PHI is any individually identifiable health information that is created, received, maintained, or transmitted by a covered entity or business associate. It includes any data — oral, written, or electronic — that relates to a person's health condition, health care services, or payment for care, and that identifies the person or could reasonably be used to identify them. Remove all 18 HIPAA identifiers, and the data is considered de-identified and no longer PHI.
Training Is the Only Scalable Fix
Policies don't protect PHI. People do. And people only protect what they understand.
Every covered entity and business associate is required under the HIPAA Privacy Rule to train all workforce members on PHI handling. This isn't optional — 45 CFR § 164.530(b) mandates it. "Workforce" includes employees, volunteers, trainees, and anyone under the organization's direct control, whether paid or not.
I've seen organizations try to satisfy this requirement with a single onboarding video and a checkbox. That approach fails the moment a new employee encounters a scenario that wasn't covered. Effective training uses real examples — exactly the kind of "which of the following" questions that mirror actual workplace decisions.
Our HIPAA training catalog covers PHI identification, breach notification requirements, and the specific safeguards your workforce needs to apply daily. It's built for covered entities and business associates who want training that sticks — not just a compliance checkbox.
Three Steps to Take This Week
If this article surfaced gaps you hadn't considered, here's what to do now:
- Audit your PHI touchpoints. Walk through every department and document where PHI exists — not just in your EHR, but on paper, in voicemails, on mobile devices, and in vendor systems.
- Test your workforce. Give your team a quiz modeled on the "which of the following" format. If more than 10% of your staff gets an answer wrong, you need better training.

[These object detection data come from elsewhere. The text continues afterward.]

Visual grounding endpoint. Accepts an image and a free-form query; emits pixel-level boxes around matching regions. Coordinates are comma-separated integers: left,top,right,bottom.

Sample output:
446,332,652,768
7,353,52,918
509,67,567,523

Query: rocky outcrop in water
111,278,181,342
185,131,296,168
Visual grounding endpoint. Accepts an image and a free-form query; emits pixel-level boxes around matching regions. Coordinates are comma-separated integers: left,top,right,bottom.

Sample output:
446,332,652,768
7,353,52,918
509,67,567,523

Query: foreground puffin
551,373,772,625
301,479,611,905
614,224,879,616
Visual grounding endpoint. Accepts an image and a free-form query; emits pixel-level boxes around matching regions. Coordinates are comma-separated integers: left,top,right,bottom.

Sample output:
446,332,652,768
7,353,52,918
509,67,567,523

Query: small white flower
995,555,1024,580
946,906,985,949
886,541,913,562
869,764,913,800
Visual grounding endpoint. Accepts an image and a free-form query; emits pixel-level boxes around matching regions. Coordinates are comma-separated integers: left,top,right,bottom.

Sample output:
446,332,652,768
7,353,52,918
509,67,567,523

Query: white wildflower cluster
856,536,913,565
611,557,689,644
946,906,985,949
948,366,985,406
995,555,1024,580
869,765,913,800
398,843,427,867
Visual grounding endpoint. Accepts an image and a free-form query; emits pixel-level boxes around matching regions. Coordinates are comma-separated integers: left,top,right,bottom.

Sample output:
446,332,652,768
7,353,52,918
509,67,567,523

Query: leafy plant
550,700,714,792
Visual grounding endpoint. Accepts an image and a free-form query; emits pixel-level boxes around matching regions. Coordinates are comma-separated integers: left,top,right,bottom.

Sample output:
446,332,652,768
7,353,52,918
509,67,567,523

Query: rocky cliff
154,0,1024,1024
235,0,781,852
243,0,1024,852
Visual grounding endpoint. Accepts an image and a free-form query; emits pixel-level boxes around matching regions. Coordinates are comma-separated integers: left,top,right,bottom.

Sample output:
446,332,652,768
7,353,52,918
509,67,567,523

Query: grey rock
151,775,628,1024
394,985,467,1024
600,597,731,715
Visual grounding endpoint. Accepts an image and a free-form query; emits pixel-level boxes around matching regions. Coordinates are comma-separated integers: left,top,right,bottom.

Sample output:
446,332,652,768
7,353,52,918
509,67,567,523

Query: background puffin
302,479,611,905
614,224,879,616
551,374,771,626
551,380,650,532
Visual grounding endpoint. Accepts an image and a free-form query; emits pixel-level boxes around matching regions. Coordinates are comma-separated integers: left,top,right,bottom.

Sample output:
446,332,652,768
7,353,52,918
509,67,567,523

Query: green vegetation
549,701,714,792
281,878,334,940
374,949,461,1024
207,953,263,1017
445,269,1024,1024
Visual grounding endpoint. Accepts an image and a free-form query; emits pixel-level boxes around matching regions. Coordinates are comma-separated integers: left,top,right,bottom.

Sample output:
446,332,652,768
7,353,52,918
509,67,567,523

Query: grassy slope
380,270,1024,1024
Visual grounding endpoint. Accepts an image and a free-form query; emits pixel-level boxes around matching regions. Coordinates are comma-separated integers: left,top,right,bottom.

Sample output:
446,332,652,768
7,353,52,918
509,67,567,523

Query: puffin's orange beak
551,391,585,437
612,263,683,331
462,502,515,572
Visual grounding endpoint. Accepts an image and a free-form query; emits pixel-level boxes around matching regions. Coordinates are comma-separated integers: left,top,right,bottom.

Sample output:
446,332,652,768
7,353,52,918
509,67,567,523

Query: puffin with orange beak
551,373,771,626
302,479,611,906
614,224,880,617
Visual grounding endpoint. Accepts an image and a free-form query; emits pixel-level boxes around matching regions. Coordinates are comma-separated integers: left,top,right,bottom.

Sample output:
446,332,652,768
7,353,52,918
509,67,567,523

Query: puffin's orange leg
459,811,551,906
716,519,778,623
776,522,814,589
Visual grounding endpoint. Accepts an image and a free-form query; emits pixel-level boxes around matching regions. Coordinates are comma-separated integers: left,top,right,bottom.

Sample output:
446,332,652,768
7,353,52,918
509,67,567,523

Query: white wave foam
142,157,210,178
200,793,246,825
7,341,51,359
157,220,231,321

- Update your training program. HIPAA requires retraining when material changes occur, but best practice is annual refresher training at a minimum. Explore role-specific courses in the HIPAACertify training catalog to match training content to the PHI risks each role actually faces.
The question "which of the following would be considered protected health information" isn't just a test question. It's the question your workforce answers — correctly or incorrectly — every single day they handle patient data. Make sure they get it right.